Female rabbi leads Polish Jewish rebirth

Sign up for Weekday J and get the latest on what's happening in the Jewish Bay Area.

lublin, poland | Rabbi Tanya Segal wraps a fringed prayer shawl around her shoulders, perches a guitar on crossed legs and leads a group of Poles in songs celebrating the Sabbath.

In this city once known as Poland’s Jerusalem, where the rabbis of prewar Poland were men wearing black coats and hats, long beards and sidelocks, Segal cuts a distinctive figure.

A Russian-born Israeli with long, fiery red hair, she is the first full-time female rabbi in Poland. Her arrival in December 2007 in a land where Jewish life was all but wiped out in the Holocaust is a testament to the unabated revival of that life now — and a new diversity taking root amid the growth of the community.

Segal, a youthful and energetic 50-year-old, lives in Warsaw but travels frequently around Poland, guitar in tow, on a mission to bring Jewish traditions to corners of the country of 38 million where large Yiddish-speaking communities thrived for centuries until World War II.

“It’s really a challenge,” Segal said after leading a Shabbat service in a spacious room nestled above Grodzka Gate, an arched passageway that separated Lublin’s Christian and Jewish quarters.

“But I hope to satisfy their interest, to bring them this opportunity … to experience Jewish life.”

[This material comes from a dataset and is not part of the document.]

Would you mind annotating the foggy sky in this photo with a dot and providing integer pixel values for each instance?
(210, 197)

Lublin’s pre-World War II population of 100,000 was about 40 percent Jewish; today the Jewish community numbers 22, though many more than that are believed to have Jewish ancestry.

Since the end of the Cold War in 1989, Poles with Jewish roots have been gradually shaking off the old fears of anti-Semitism and finding the courage to attend Jewish events, visit Israel and sometimes return to the faith of their ancestors.

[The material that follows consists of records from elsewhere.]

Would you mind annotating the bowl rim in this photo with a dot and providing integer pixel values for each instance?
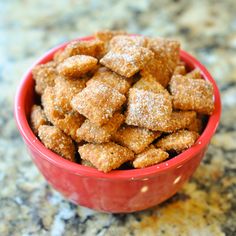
(78, 169)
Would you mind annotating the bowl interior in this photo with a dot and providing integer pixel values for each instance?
(26, 97)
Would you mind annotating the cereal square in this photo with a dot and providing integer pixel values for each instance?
(68, 122)
(192, 94)
(37, 118)
(135, 138)
(100, 134)
(147, 109)
(76, 66)
(127, 60)
(98, 102)
(178, 142)
(111, 79)
(105, 157)
(149, 157)
(65, 90)
(149, 83)
(55, 140)
(93, 48)
(107, 35)
(124, 40)
(44, 76)
(179, 120)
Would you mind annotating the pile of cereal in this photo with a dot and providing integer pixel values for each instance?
(119, 100)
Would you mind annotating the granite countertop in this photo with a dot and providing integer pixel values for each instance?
(207, 29)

As they do, some are turning to a modern and liberal strand of Judaism and embracing new customs — such as the equal participation of women in liturgical life — that developed in North America and are being transplanted to a region historically dominated by the Orthodox movement.

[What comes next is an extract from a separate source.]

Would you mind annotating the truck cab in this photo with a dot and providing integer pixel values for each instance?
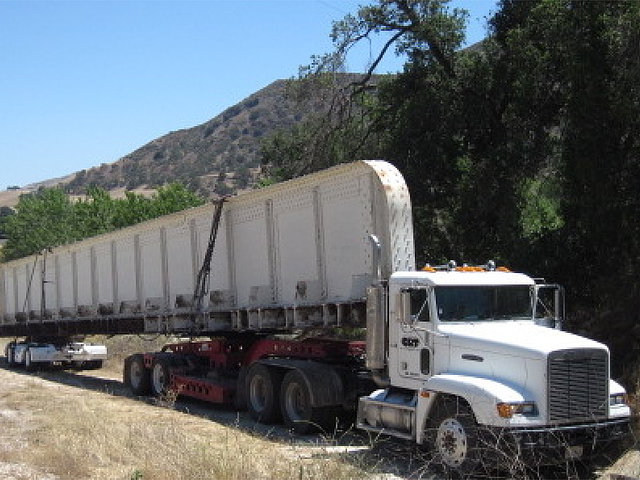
(477, 352)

Segal does not dwell on her gender and does not call herself a feminist. She almost seems surprised that people might marvel at the novelty of a female rabbi.

“For me, being a woman rabbi is just natural,” she says. “But when people see a woman rabbi, they learn about a key principle of our movement, which is equality. So it means I’ve done my job.”

Her key focus is on giving the Jewish life that remained after the Holocaust a chance to flourish again, a mission she embarked on even before her ordination during several months in Poland as a student rabbi.

“Jews are still here — they are looking for their identity, for their roots. If they are here, then I want to be here.”

Taking on the role has meant sacrifice — like uprooting herself from the home that she made in Israel after leaving Moscow in 1990 as a single mother with a 2-year-old son. Today that boy, Benyamin, is 19 and a soldier in the Israeli army.

Segal, who was an actress and singer in Moscow’s Jewish Chamber Musical Theater before immigrating to Israel, was a natural with the crowd at Lublin’s Brama Grodzka cultural center — a place led by non-Jews to promote the remembrance and revival of Jewish life.

At the start of each song she taught the Hebrew lyrics so the audience of about 35 Poles, not all with Jewish roots, could join in. With a small laugh she corrected those who were clapping out of rhythm.

Among the crowd was 18-year-old Ola Nuckowska, who attended with her maternal grandmother, a Jew who survived the war thanks to a Christian family that took her in as a baby. The grandmother, Wanda Chmielewska, 65, never even knew the name given to her at birth by her Jewish parents, who died in the Holocaust.

“I go to synagogue on Fridays and to church on Sundays,” said the teenage Nuckowska.